L’histoire de la Maison

François LEROY est vigneron, propriétaire de vignes à Auxey-Duresses — où il demeure — à Meursault, à Pommard, au Chambertin, au Musigny, au Clos Vougeot et au Richebourg.

Il vend ses vins par l’intermédiaire du Comptoir des Propriétaires de la Côte-d’Or, 18-20 rue des Tonneliers à Beaune, en témoigne un document/tarif daté “Beaune 15 décembre 1851”, où sont cotés ses Richebourg et ses Musigny.

Désireux sans doute de s’agrandir, il fonde en 1868 la Maison Leroy.

Son fils Joseph, avec l’aide intelligente de son épouse Louise CURTELEY, continue le travail entrepris et développe l’affaire. Il est aussi distillateur et liquoriste. Ses efforts se voient récompensés puisqu’il obtient aux différentes expositions à Bruxelles en 1897, à Dijon en 1898 et à La Rochelle en 1911 plusieurs médailles et grands prix.

Henri LEROY entre dans l’affaire familiale en 1919. Il la développe considérablement en créant une branche eaux-de-vie à Gensac La Pallue et une distillerie modèle à Segonzac en plein cœur des grandes champagnes.

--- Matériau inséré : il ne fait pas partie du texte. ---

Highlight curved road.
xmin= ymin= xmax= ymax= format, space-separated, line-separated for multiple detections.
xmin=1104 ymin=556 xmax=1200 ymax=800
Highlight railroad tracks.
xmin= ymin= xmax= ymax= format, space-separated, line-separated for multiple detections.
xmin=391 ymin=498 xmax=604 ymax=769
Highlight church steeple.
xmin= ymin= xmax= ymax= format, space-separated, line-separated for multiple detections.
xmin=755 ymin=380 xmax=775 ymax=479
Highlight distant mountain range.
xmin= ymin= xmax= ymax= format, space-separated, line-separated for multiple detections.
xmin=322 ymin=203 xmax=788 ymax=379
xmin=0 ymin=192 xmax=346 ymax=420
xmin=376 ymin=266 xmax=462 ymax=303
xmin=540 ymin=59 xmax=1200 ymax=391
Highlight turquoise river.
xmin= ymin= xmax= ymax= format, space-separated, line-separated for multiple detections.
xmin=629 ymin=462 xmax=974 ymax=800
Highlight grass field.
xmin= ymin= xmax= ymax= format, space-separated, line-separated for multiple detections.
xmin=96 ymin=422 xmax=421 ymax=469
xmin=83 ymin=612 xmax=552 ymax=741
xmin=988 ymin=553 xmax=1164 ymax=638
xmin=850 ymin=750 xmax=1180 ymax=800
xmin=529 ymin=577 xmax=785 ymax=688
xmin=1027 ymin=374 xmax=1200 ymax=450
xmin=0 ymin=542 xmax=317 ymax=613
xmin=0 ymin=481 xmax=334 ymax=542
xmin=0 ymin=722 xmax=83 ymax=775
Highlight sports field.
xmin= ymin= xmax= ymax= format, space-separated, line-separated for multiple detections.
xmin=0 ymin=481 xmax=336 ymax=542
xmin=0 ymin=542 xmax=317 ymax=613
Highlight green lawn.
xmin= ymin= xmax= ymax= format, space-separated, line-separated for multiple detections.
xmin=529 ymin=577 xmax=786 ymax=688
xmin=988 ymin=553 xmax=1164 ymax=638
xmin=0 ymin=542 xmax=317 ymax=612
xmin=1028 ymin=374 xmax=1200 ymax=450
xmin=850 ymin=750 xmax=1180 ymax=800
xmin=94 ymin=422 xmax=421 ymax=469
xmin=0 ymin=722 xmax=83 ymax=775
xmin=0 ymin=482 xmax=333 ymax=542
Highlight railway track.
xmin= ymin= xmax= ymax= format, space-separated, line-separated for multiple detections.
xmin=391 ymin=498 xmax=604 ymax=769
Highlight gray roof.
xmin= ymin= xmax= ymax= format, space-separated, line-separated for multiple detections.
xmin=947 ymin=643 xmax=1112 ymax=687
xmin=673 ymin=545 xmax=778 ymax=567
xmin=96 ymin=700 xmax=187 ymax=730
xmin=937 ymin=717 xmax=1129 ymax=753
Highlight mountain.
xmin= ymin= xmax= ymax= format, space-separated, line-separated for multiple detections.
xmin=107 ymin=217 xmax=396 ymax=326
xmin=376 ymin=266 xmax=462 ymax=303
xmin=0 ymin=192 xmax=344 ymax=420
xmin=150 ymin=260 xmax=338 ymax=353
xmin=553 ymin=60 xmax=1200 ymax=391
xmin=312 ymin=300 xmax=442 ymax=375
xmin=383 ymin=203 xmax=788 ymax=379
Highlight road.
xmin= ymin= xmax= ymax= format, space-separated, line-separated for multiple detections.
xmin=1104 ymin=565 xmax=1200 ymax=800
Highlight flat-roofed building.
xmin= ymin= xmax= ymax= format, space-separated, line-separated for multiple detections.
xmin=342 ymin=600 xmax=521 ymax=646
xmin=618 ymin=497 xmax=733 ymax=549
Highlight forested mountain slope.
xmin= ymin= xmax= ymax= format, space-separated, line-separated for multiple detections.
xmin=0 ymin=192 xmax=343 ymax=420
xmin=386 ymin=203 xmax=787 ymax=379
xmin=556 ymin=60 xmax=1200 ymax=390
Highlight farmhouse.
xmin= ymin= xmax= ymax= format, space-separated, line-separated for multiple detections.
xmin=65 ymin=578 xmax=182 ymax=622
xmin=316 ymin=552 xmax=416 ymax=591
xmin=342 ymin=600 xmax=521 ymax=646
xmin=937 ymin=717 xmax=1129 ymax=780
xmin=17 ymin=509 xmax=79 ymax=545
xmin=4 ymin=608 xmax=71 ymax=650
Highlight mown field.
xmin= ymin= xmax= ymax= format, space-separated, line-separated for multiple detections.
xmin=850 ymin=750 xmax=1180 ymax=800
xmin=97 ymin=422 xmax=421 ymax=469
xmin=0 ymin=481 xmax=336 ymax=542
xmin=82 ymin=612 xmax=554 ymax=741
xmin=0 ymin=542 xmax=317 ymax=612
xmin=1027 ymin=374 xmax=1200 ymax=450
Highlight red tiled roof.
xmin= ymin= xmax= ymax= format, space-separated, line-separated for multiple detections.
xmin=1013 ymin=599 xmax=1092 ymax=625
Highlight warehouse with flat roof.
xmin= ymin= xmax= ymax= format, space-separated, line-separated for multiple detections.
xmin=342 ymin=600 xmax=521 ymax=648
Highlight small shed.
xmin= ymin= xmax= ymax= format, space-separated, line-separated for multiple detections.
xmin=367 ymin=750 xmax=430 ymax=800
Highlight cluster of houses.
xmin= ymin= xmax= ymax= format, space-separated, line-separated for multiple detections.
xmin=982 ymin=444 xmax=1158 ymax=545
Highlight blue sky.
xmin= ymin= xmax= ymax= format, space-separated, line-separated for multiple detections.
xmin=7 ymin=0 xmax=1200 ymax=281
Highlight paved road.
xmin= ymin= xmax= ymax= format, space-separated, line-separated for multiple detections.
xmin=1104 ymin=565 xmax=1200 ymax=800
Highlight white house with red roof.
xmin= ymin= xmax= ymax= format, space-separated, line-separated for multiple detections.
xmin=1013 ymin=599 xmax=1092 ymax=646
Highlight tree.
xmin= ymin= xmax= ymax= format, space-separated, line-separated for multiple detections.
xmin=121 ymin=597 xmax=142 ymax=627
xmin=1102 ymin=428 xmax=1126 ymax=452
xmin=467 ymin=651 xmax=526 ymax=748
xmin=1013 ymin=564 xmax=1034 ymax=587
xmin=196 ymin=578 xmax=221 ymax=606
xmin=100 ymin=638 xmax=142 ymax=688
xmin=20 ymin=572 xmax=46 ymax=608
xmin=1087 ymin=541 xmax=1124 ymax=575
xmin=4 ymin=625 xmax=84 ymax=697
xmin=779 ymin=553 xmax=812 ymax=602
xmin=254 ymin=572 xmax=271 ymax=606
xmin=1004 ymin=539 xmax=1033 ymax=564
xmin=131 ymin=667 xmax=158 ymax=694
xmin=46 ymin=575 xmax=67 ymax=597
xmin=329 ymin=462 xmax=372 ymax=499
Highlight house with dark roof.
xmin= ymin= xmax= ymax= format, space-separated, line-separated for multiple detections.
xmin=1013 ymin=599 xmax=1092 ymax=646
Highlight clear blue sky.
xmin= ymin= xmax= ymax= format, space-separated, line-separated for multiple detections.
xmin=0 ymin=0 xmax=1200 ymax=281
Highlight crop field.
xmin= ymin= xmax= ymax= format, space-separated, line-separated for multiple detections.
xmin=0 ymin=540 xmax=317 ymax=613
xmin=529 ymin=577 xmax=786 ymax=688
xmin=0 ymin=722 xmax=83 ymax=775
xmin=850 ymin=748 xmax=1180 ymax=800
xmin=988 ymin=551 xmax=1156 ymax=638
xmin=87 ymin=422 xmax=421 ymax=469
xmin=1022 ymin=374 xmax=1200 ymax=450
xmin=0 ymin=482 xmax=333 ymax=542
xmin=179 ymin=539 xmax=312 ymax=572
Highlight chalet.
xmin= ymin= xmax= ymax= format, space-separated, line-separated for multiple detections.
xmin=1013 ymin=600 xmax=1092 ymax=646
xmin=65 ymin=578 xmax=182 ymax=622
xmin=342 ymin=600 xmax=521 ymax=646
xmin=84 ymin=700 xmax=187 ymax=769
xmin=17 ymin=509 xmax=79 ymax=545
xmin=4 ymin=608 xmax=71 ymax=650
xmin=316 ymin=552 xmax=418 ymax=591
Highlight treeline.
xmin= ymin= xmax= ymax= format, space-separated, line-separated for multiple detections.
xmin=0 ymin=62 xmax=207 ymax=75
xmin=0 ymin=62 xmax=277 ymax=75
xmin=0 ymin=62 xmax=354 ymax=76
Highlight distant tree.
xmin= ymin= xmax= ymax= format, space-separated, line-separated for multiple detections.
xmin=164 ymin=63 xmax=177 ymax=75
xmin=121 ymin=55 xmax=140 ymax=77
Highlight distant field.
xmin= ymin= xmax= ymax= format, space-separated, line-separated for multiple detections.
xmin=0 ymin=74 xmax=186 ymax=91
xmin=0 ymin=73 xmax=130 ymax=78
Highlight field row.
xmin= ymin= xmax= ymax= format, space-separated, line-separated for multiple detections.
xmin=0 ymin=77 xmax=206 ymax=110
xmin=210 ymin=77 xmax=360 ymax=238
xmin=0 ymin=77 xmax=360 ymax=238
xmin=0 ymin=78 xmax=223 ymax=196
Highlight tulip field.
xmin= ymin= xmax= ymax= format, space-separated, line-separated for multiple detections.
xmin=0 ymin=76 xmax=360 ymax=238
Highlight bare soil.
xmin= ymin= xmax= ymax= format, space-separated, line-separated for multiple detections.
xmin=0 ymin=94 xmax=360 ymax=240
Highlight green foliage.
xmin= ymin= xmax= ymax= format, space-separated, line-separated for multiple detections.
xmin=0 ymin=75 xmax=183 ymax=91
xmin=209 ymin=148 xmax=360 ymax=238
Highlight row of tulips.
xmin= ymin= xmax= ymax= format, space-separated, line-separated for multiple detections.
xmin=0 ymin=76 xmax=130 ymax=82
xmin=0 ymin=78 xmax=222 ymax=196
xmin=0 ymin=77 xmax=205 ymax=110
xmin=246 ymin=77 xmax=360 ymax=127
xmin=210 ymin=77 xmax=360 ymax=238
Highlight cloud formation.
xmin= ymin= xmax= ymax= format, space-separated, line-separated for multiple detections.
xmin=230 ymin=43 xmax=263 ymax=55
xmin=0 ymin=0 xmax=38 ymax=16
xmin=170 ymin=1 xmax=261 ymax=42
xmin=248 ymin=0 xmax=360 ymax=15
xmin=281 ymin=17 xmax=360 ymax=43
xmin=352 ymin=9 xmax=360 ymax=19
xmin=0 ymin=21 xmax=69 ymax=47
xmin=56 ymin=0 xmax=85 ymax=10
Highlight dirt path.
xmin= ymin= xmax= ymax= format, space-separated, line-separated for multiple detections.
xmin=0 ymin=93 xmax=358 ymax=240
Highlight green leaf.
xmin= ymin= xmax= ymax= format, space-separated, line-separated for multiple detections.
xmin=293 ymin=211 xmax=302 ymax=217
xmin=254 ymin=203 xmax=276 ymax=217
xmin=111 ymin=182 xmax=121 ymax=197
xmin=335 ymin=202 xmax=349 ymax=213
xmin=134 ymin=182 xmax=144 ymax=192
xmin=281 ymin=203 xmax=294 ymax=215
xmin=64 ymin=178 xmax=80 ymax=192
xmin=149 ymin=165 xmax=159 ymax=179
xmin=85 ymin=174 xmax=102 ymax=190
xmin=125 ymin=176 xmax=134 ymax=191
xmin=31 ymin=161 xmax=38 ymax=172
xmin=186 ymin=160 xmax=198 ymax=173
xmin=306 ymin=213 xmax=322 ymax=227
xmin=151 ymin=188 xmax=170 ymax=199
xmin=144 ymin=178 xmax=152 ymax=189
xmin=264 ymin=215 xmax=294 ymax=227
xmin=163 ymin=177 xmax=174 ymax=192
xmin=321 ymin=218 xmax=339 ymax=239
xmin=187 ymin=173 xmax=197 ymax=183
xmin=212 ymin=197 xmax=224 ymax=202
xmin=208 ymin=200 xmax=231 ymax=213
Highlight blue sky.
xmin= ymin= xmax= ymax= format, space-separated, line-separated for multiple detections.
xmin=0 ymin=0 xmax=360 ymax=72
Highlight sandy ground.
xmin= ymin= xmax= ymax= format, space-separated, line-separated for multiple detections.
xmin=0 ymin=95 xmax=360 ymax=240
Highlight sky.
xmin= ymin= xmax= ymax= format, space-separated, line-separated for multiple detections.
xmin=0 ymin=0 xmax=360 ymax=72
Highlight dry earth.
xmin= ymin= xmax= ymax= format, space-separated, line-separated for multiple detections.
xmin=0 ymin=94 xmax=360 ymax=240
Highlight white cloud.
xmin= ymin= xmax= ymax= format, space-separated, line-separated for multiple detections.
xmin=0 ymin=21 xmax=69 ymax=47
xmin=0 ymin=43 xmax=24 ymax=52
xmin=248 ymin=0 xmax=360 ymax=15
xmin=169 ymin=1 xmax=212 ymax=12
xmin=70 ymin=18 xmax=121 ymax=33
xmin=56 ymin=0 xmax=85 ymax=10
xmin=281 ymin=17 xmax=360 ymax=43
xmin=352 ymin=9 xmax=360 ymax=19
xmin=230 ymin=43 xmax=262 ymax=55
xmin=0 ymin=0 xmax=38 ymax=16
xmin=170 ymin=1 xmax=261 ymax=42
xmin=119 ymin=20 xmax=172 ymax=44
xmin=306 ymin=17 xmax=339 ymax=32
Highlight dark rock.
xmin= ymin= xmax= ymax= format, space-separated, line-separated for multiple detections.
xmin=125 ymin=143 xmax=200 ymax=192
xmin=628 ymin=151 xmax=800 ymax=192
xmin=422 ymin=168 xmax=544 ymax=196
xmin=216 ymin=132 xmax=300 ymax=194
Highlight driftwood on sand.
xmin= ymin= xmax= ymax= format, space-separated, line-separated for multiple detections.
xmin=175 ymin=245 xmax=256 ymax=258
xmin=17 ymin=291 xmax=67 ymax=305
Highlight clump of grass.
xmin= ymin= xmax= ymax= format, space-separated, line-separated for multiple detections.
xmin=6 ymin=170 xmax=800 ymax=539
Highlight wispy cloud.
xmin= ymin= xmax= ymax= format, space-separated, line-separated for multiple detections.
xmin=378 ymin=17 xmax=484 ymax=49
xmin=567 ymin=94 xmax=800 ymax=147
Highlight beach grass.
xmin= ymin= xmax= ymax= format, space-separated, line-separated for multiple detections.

Ami d’Edmond GAUDIN DE VILLAINE, il s’efforce de le dissuader de vendre le Domaine de la Romanée-Conti, dont sa première épouse Marie-Dominique CHAMBON et son frère Jacques CHAMBON sont devenus les seuls propriétaires le 23 octobre 1912. Le Domaine, suite à la crise des années 20, se trouvait en vente dans un cabinet parisien depuis de longues années et les acquéreurs potentiels attendaient qu’il s’enfonce toujours un peu plus pour pouvoir l’acheter moins cher.

Henri LEROY réussit à convaincre son ami, mais Jacques CHAMBON reste inébranlable et lui vend en 1942 ses parts, soit la moitié du Domaine de la Romanée-Conti dont la famille Leroy est toujours propriétaire.

Henri LEROY se consacre alors entièrement pendant près de 40 ans à ce Domaine. Il lui donne le meilleur de lui-même : sa force, son intelligence, son professionnalisme, son cœur et il en fait ce qu’il est aujourd’hui : le fleuron de la Bourgogne.

Il meurt en 1980, heureux d’avoir tenu la promesse faite à son ami Edmond GAUDIN DE VILLAINE : « Ne vendez pas vos parts, restez, vous verrez, nous en ferons un joyau ».

En 1955, Lalou BIZE-LEROY, sa fille cadette, entre à son tour dans l’affaire, dont elle deviendra le Président-Directeur Général en 1971. Avec passion, elle s’efforce de comprendre, dégustations après dégustations, crus après crus, les caractères essentiels de chaque terroir bourguignon. Dans ses achats, elle recherche inlassablement le meilleur : le meilleur pour elle restant toujours à découvrir.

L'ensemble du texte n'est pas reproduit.